The impact of a loss of relationship with family members due to estrangement can be devastating for people, and the holiday season brings constant reminders of the loss. Many people feel they are alone in their situation, and because of feelings of shame or guilt they may not share it with others. While family estrangement may not be openly discussed, statistics indicate that it’s more common than you might think- 1 out of 5 people are estranged from a family member.
The following are some ideas to help with coping with estrangement during holidays:
- Honour your feelings. Acknowledging how you feel, the range of your emotions and the pain you may be experiencing are important for your well being. Identifying supportive people you can talk with, safe spaces in your life and finding ways to release emotional energy from your body (e.g., yoga, walking, swimming, meditation) will all help with managing intense feelings. Grief, anger, sadness, guilt, and shame are some of the common emotions with estrangement.
- Know that you are not responsible for all of the family dynamics at play, even if you have a big role. Whenever you bring people together, there will be dynamics, and the family system is a complex web of relationships with history. You are one part of a family system and can only be responsible for yourself and your own actions within the functioning of the family. Remind yourself of this especially if you are experiencing feelings of guilt. To move toward healing in relationships, one person cannot do this alone.
- Write a letter to your estranged family member. Without considering that you will send it, sharing what you think and feel in the form of a letter can be helpful. Expressing how you feel and think at this moment in time may help bring clarity of thought, guide your decision making in the future, or open up some new insights.
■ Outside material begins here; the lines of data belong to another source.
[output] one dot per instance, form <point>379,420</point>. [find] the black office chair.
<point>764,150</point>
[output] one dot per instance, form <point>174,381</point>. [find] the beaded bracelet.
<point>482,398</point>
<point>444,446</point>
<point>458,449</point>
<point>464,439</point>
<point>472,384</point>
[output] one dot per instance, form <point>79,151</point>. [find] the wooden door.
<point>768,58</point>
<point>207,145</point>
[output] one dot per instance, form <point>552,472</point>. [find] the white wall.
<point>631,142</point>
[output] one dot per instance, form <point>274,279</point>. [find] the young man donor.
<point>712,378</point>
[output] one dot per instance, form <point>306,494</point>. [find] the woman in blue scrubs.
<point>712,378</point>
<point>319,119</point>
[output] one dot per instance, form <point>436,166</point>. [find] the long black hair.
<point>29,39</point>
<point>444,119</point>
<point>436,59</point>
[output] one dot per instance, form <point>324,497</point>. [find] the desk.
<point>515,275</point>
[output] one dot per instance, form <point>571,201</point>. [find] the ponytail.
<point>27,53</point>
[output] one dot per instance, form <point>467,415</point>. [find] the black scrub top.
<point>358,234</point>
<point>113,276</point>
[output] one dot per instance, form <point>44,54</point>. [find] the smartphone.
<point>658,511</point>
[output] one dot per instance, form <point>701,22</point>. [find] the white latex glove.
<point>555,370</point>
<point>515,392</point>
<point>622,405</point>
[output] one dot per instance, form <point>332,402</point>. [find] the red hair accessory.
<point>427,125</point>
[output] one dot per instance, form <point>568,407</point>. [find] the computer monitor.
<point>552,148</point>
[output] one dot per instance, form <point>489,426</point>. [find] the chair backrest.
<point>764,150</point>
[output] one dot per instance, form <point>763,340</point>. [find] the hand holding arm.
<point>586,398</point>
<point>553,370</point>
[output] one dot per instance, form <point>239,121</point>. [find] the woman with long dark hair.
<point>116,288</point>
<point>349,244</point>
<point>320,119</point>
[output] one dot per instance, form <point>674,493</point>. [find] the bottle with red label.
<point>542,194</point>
- Acknowledge holiday pressure. There may be pressure to reunite with the estranged family member, from yourself or others in your life. If you are wanting to reach out, consider whether this is the best time for you and for them, what the outcomes might be, and if you have the emotional bandwidth to deal with a rejection. If an invitation comes to you, take time to respond thoughtfully, and talk about it with a trusted person before you do.
- Create new traditions. If estrangement has changed the holiday for you, create new traditions and rituals that represent what is important to you and works for your current life situation. Accept that it’s possible some will not be happy with your decisions and choices. While it can be difficult to disappoint others, it is more important to be true to yourself and do what is best for your mental health, than to try to please everyone and make yourself miserable.
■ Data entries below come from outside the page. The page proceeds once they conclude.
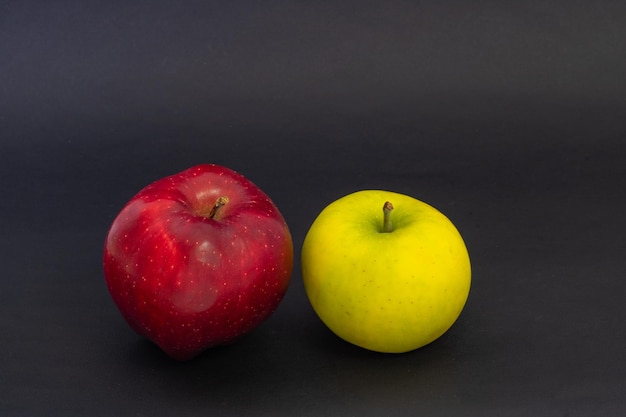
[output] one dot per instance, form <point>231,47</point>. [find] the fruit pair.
<point>200,258</point>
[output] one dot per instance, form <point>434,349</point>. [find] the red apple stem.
<point>387,225</point>
<point>221,202</point>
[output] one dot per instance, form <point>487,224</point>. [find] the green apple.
<point>385,271</point>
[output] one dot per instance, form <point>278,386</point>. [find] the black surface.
<point>507,116</point>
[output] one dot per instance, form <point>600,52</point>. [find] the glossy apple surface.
<point>385,285</point>
<point>198,259</point>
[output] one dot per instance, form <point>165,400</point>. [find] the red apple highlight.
<point>198,259</point>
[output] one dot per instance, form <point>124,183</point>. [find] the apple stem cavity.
<point>387,226</point>
<point>221,202</point>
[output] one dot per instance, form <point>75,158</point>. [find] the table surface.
<point>510,119</point>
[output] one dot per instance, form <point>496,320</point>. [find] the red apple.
<point>198,259</point>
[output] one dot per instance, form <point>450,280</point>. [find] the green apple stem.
<point>221,202</point>
<point>387,226</point>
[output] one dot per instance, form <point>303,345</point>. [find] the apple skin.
<point>387,292</point>
<point>188,281</point>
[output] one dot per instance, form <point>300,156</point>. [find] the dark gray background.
<point>507,116</point>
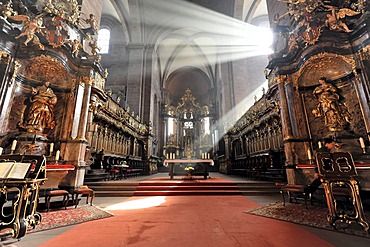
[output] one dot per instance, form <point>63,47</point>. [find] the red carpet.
<point>213,221</point>
<point>70,216</point>
<point>315,216</point>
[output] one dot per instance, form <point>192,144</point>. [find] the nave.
<point>188,221</point>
- Set boundaries that work for you and have realistic expectations of yourself and others. Be considerate of your own needs, and the needs of others when planning or attending family events. Where there are estranged relationships there will be increased stress. While holidays can bring people together, they can also be emotionally charged and result in conflicts. Also consider the needs of children when making decisions about family get togethers. Witnessing family conflict is stressful for adults, but is particularly upsetting for children.
- Have perspective. Remind yourself that family relationships will continue to unfold over time in life, and the pressure of an upcoming holiday will not change family dynamics more quickly. Some things may resolve over time, and some things may never resolve. Separate the holiday from the complexity of the estrangement. This will allow you the space to be able to enjoy the holiday while also accepting that at this moment, the relationship is estranged.
- Grow and nurture healthy relationships. Connect with people and pets and surround yourself with things that bring you joy. Allow yourself to be open to new healthy relationships in your life. Many people consider their friends as their chosen family in life. Make the most of the relationships that you do have during the holiday and enjoy yourself.
- Consider what you can do for others. Sometimes, changing our focus to the broader world helps us gain perspective. Think about volunteering your time or resources in the community, such as donating to a community toy or food drive or lending your skills. Giving to others in the community is a wonderful way to remind yourself that you are part of something bigger, you belong and you matter.
- If you are struggling, reach out for help. Family estrangement can be a difficult situation to cope with, especially during the holidays. People can experience a great deal of triggering at this time of year. Talking with a therapist can provide a safe, non-judgemental space to gain insight into your family dynamics, understand your own role within that, help you to cope, and help you determine how to move forward in your life in a healthy way. A therapist can also assist in mediating conversations with estranged family members if all are willing to engage.